Refactoring annotation lookups to reduce redundancy

skchronicles · skchronicles · commit 299a4e4d6e51 · 2025-06-11T10:43:33.000-04:00
diff --git a/workflow/scripts/leafcutter_annotation.py b/workflow/scripts/leafcutter_annotation.py
@@ -291,6 +291,54 @@ def index_file(file, keys, key_delim, values):
     return file_idx 
 
 
+def parse_intron(line_list, intron_idx):
+    """Parses intron information into tokens from a line list
+    in the effect sizes file.
+    @param line_list <list[str]>:
+        List of tokens from a line in the effect sizes file,
+        where each token represents a column in the file.
+    @param intron_idx <int>:
+        Index of the intron column in the line_list.
+        The intron column is formatted as:
+        "{chr}:{intron_start}:{intron_end}:{clust_id}"
+    @return <tuple>:
+        Returns a tuple of the form:
+        (chromosome, intron_start, intron_end, cluster_id)
+        where each element is a string.
+        If the intron format is invalid, it returns None.
+    """
+    intron = line_list[intron_idx]
+    try:
+        chrom, start, stop, cluster_id = intron.split(":")
+    except ValueError:
+        err("Warning: Invalid intron format in provided effect sizes file!")
+        err(" └── Expected format = chr:intron_start:intron_end:clust_id")
+        err(" └── Encountered format = {0}".format(intron))
+        return None
+    return (chrom, start, stop, cluster_id)
+
+
+def get_additional_annotation_information(annotation_dict, first_key, values):
+    """Get additional annotation information from a nested 
+    dictionary using the first_key and each value in values
+    as a composite key.
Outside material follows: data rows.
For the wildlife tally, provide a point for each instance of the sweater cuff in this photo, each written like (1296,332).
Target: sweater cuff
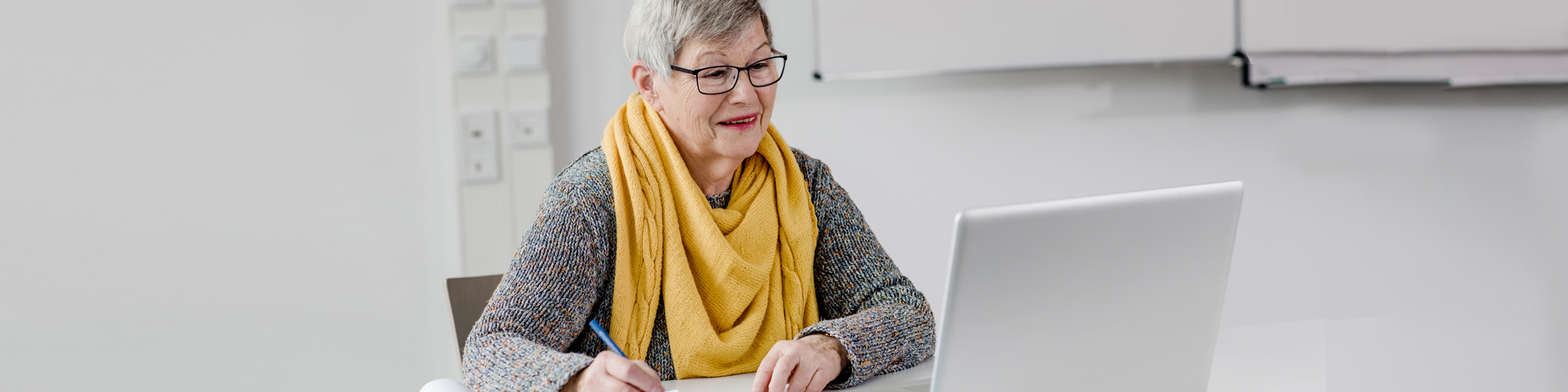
(868,355)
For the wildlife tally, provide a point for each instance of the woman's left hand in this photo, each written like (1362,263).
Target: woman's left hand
(807,365)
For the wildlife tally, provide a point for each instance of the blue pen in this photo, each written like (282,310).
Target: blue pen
(604,336)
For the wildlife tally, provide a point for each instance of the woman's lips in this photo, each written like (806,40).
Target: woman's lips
(742,123)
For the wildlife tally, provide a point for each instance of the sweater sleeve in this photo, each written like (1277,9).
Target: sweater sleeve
(543,303)
(863,299)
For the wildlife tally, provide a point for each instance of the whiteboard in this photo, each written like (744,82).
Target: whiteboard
(902,38)
(1404,26)
(1459,43)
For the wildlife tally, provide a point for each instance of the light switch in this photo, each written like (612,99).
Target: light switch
(481,165)
(529,128)
(479,129)
(470,4)
(481,162)
(524,53)
(474,56)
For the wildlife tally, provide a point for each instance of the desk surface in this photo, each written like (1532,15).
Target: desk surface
(910,380)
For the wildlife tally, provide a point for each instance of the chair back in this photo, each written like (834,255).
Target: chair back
(468,299)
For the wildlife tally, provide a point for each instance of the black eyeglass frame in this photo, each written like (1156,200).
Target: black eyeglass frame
(736,79)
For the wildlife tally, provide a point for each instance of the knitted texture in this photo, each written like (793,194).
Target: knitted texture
(534,333)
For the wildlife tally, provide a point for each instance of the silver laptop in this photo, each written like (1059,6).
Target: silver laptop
(1117,292)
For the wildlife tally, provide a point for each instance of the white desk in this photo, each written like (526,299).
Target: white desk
(910,380)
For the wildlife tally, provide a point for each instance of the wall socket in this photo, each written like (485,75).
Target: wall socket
(481,159)
(529,128)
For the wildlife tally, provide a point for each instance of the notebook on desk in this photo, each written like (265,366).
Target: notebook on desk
(1103,294)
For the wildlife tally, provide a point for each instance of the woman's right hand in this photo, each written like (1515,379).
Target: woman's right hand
(612,372)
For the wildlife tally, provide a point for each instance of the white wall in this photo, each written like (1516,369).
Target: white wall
(1393,238)
(225,195)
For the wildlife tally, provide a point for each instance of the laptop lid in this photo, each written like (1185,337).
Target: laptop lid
(1117,292)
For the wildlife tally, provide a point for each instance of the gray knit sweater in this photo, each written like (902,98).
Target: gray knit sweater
(535,336)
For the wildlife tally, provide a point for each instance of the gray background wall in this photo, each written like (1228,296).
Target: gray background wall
(225,195)
(263,197)
(1393,238)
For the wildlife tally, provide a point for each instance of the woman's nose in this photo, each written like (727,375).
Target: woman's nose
(744,92)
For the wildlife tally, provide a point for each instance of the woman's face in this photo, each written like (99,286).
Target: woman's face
(724,126)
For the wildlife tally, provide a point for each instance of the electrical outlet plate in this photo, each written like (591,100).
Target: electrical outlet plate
(474,56)
(471,4)
(529,128)
(481,162)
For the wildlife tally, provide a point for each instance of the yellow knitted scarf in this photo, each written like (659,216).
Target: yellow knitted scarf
(735,280)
Returns a list of values corresponding
+    to the provided (first_key, value) pairs in annotation_dict.
+    If a key is not found, it returns "NA" for that value.
+    @param annotation_dict <dict>:
+        Nested dictionary containing additional annotation information
+        keyed by [first_key][v] where v is an element in values.
+    @param first_key <str>:
+        First key in the nested dictionary to use for lookups.
+    @param values <list[str]>:
+        List of values to retrieve from the dictionary. This is
+        the second key in the nested dictionary.
+    @return <list[str]>:
+        Returns a list of values corresponding to the provided keys.
+        If a key is not found, it returns "NA" for that value.
+    """
+    return [annotation_dict.get(first_key, {}).get(v, "NA") for v in values]
+
+
 if __name__ == '__main__':
     # Parse command line arguments
     args = parse_cli_arguments()
@@ -348,29 +396,35 @@ def index_file(file, keys, key_delim, values):
         for line in ifh:
             # Split the line into columns
             tokens = line.rstrip().split('\t')
-            # where intron column format:
+            # Parse intron info, where intron column format:
             # {chr}:{intron_start}:{intron_end}:{clust_id}
-            intron = tokens[intron_idx]
-            ichrom, istart, istop, icluster_id = intron.split(":")
-            # where cluster_signif look
-            # up key = {chr}:{clust_id}
-            _cluster_signif_values = []
-            for v in PARSE_CLUSTER_SIGNIF:
-                clust_signif_key = "{0}:{1}".format(ichrom, icluster_id)
-                try: parsed_clust_v = cluster_signif_dict[clust_signif_key][v]
-                except KeyError: parsed_clust_v = "NA"
-                _cluster_signif_values.append(parsed_clust_v)
+            intron = parse_intron(tokens, intron_idx)  # returns (chr,intron_start,intron_end,clust_id)
+            if intron is None: continue  # invalid intron format
+            intron_chrom, intron_start, intron_stop, intron_cluster_id = intron
+            # Get additional cluster signif info,
+            # where cluster_signif look up
+            # first_key = {chr}:{clust_id}
+            # and second_key is each element in
+            # PARSE_CLUSTER_SIGNIF
+            _cluster_signif_values = get_additional_annotation_information(
+                cluster_signif_dict,
+                "{0}:{1}".format(intron_chrom, intron_cluster_id),
+                PARSE_CLUSTER_SIGNIF
+            )
             # Check if cluster meets FDR threshold
             try: fdr = float(_cluster_signif_values[ADJ_P_COLUMN_IDX])
             except ValueError: continue                # value cannot be type cast, i.e NA
             if fdr > float(args.fdr_filter): continue  # does not meet filter
-            # where intron_ann look 
-            # up key = {chr}:{intron_start}:{intron_end}:{clust_id}
-            _intron_ann_values = []
-            for v in PARSE_INTRON_ANN:
-                try: parsed_intron_v = intron_ann_dict[intron][v]
-                except KeyError: parsed_intron_v = "NA"
-                _intron_ann_values.append(parsed_intron_v)
+            # Get additional intron info, where 
+            # intron_ann first_key:
+            # {chr}:{intron_start}:{intron_end}:{clust_id}
+            # and second_key is each element in
+            # PARSE_INTRON_ANN
+            _intron_ann_values = get_additional_annotation_information(
+                intron_ann_dict,
+                ":".join(intron),
+                PARSE_INTRON_ANN
+            )
             # Write annotated line to output
             _output_line = "{0}\t{1}\t{2}".format(
                 "\t".join(tokens),